Trotz unbeschränkt vorhandener Möglichkeiten und Freiheiten, fremde Literaturen unter Lesern bekannt zu machen, ist ein Produktions- und Rezeptionsmangel der türkischen Literatur im deutschsprachigen (und nicht nur in diesem westlichen) Raum festzustellen.

Gegenbeispiel: Orhan Kemal

Nun könnte man sagen: Jedem Publikum seine Autoren! In der Türkei konnten im Bereich der Literatur und der Künste insgesamt keine bahnbrechenden Werke entstehen, die Weltgeltung erlangen konnten. Hinter denen, die bekannt wurden, standen massive politische und ideologische Interessen, in den seltensten Fällen die Leserschaft.

Ein seltenes Gegenbeispiel ist der Autor Orhan Kemal, dessen Werk "Cemile" - erstmals veröffentlicht 1952 - in der Türkei im Oktober 2004 mit 110.000 Exemplaren neu aufgelegt und - laut Auskunft des Sohnes - innerhalb eines Monats gänzlich verkauft wurde.

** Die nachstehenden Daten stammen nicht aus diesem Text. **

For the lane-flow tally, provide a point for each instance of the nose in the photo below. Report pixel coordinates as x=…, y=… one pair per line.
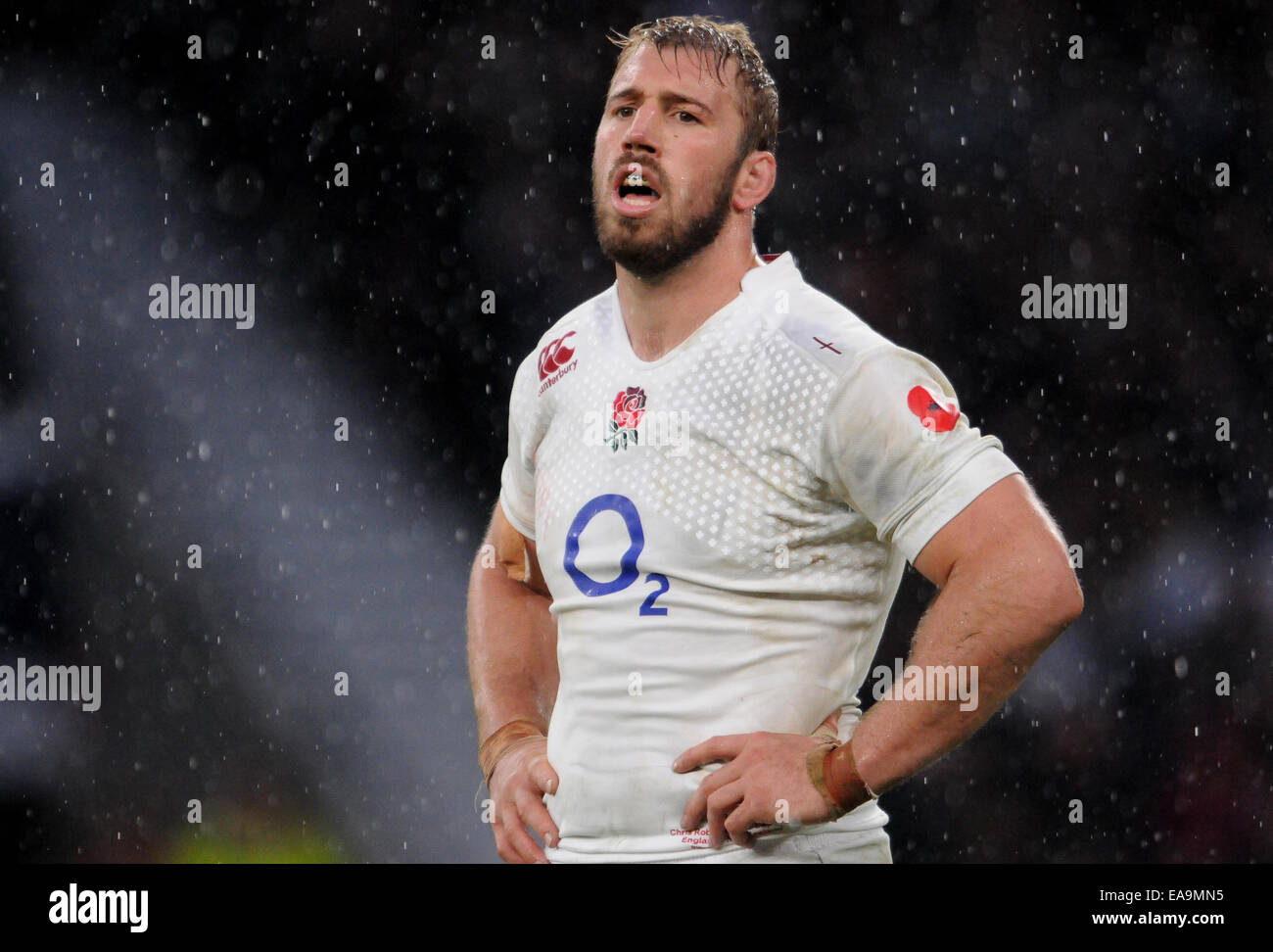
x=639, y=135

Orhan Kemal hatte während seines Lebens (1914-1970) Armut ertragen, dazu noch Verleumdungen und Kritik aus der Autorenzunft, und setzte dem entgegen: "Kritisiert und schimpft mich aus, ich habe meine Leser".

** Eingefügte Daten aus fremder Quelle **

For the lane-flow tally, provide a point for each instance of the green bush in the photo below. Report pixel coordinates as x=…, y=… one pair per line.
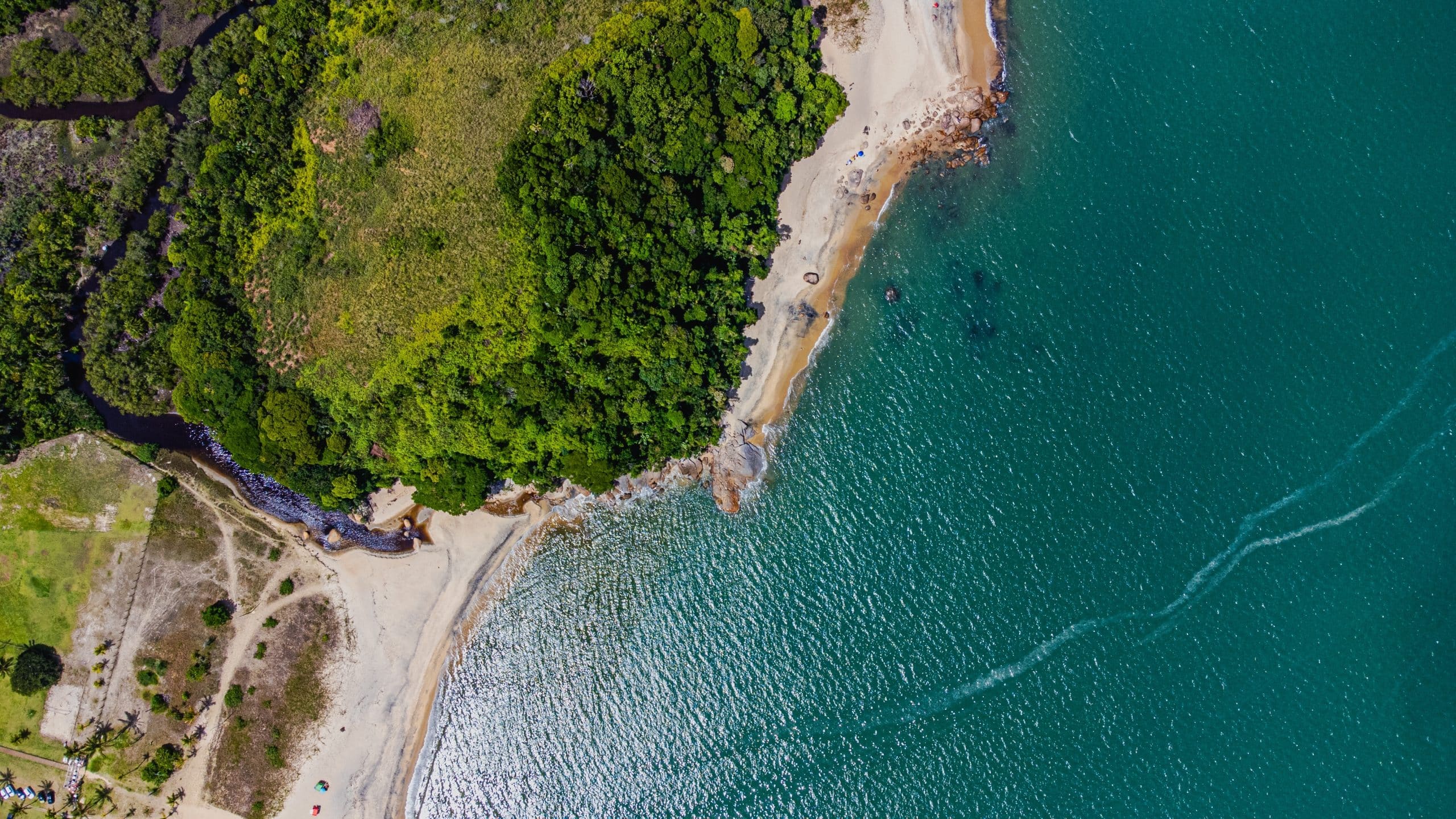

Orhan Kemal, nicht zu verwechseln mit dem Bestsellerautor Yasar Kemal, ist der Prototyp eines professionellen Autors, der die zwei vordergründig wesentlichen Funktionen eines türkischen Literaten nicht erfüllte, identitätsstiftend zu sein und als politische Waffe zu dienen.

Warum wird der hierzulande nicht gelesen? Die saloppe Antwort: Er ist kaum übersetzt, wenn man von einem Randereignis im Jahr 1979 absieht, als sein Werk "Murtaza oder Das Pflichtbewusstsein des kleinen Mannes" einmal in deutscher Übersetzung aufgelegt wurde.

Aber warum wird dieser Autor nicht weiter übersetzt? Wahrscheinlich weil er dem typischen Literatur-Mainstream der Türkei nicht entsprach und nicht entspricht, wenn auch manchmal die Leser ein Buch anders rezipieren als es vom Literaturbetrieb beabsichtigt oder erwartet wird. Auch das gehört zu den Unwägbarkeiten des Literaturmarktes.